Fındıkkıran ve Fareler Kralı öyküsü Fransız yazar Alexandre Dumas tarafından kasvetli havasından arındırılmış. Bu masalsı anlatımı tertemiz besteler ve etkileyici bir koreografiyle 1892 yılında St. Petersburg Mariinski Tiyatrosu’nda ilk defa bale olarak sahnelenmiş. Eserin bale haline gelmesi Lev Ivanov ve Marius Petipa’nın koreografisinin Tchaikovsky besteleriyle buluşmasıyla oluşmuş. Tchaikovsky eserleri bestelediği süreçte çıktığı bir seyahatte Paris’te konaklarken ilk defa çelestayla tanışmış ve Şeker Perisi’nin Dansı‘nda kullanması için ilham olmuştur. Şu an da Noel temalı neredeyse tüm şarkılarda duyulan çana benzer ses aslında çelestadır.
Şu an balenin klasiklerinden biri haline gelmiş bu eser, 1950’lerde Batı’da sahnelenene kadar başarıyı bulamamış ve kötü eleştirilere maruz kalmış. Londra Festival Balesi ve New York Şehir Balesi eseri göze hitap edecek şekilde geliştirip düzenledikten sonra sahneleyerek başarıyı yakalamış. Türkiye’de de ilk kez Devlet Opera ve Balesi Genel Müdürlüğü tarafından 1968-1969 sezonunda Ankara’da sahnelenmiş. Biletler zor bulunsa da kış aylarında Fındıkkıran Balesi’ni izleme fırsatı bulmanız hala mümkün.
Gelelim beni asıl etkileyen figür fındıkkırana.
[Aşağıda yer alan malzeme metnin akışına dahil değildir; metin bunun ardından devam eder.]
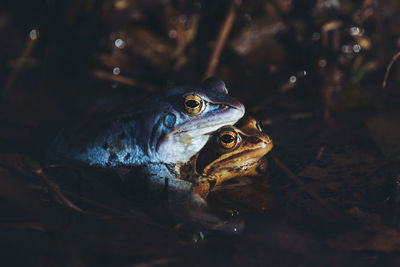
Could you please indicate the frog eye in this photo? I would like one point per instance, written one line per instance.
(193, 104)
(228, 138)
(258, 126)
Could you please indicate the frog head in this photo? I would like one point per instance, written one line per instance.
(233, 151)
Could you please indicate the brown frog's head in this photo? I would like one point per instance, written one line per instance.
(233, 151)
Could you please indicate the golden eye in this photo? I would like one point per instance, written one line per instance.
(193, 104)
(228, 138)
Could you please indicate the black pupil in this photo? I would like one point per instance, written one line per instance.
(227, 138)
(192, 103)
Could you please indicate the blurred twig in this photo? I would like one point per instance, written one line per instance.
(395, 57)
(56, 191)
(222, 36)
(21, 60)
(100, 74)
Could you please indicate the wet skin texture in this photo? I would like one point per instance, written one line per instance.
(158, 133)
(224, 158)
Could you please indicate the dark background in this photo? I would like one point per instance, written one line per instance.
(310, 71)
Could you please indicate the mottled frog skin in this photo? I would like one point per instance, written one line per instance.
(158, 133)
(233, 151)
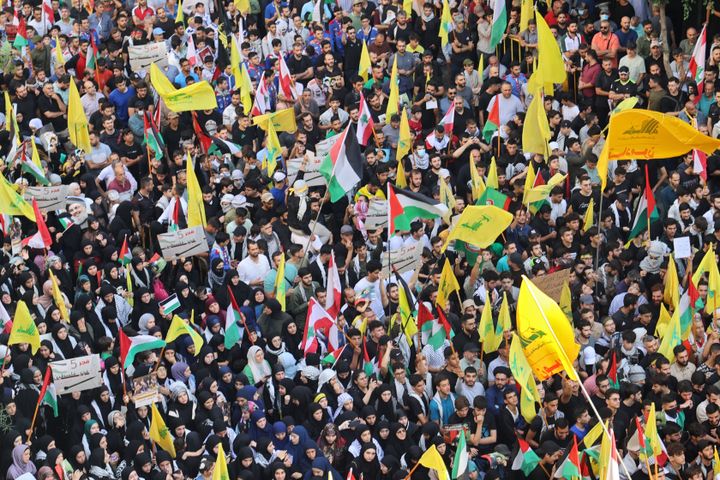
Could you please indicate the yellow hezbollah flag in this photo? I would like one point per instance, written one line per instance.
(551, 66)
(536, 130)
(220, 472)
(492, 180)
(488, 333)
(671, 294)
(648, 135)
(179, 327)
(432, 459)
(57, 296)
(522, 372)
(547, 336)
(480, 225)
(283, 120)
(448, 284)
(159, 432)
(24, 329)
(365, 62)
(541, 192)
(588, 220)
(77, 121)
(394, 98)
(198, 96)
(196, 207)
(12, 203)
Kendisi tahtadan yapılan bir oyuncak ve Noel süslemesi denilince akla ilk gelen figürlerden biri. Fındıkkıran Balesi’yle aynı anda tanıştığım bu figür Alman kültürünün önemli bir parçası. Bu el yapımı ahşap oyuncakların iyi şans getirdiğine ve kötü ruhları uzaklaştırdığına inanılır. En popüler Noel hediyelerinden biridir aynı zamanda. İkinci Dünya Savaşı’ndan sonra dünyada tanınmaya başlayan bu figür, Fındıkkıran Balesi‘yle de iyice yaygınlaşmış. Fındıkkıranların sıcak rengi; soğuk ve karlı kış gecelerini, yeni yıl ve Noel kutlamalarını ısıtıyor bence.
Fındıkkıran Balesi‘ni ve onunla ilk tanıştığım o filmi izlerken kendimi hep baş karakter Clara’nın yerine koyardım. Belki de bu yüzden fındıkkıranları hep çok sevdim. Fındıkkıran sihirliydi. Sadece Fındıkkıran değil, o dünyanın tamamı sihirliydi. Kötülüklere (Fare Kral ve ordusu) rağmen mutlu son vardı. Bu dünyanın baş karakteri bensem, elbette ki Fındıkkıran’ı sevecektim. Beni karın bile soğuk olmadığı o sihirli dünyaya götüren oydu ne de olsa.
İşte Fındıkkıran Balesi‘nden bağımsız olarak bu sevimli oyuncaklara hayranlığım böyle başladı. Kötü ruhlarla olan savaşını kazanabilir mi bilemem ama şans getirdiğine inanmıyor değilim.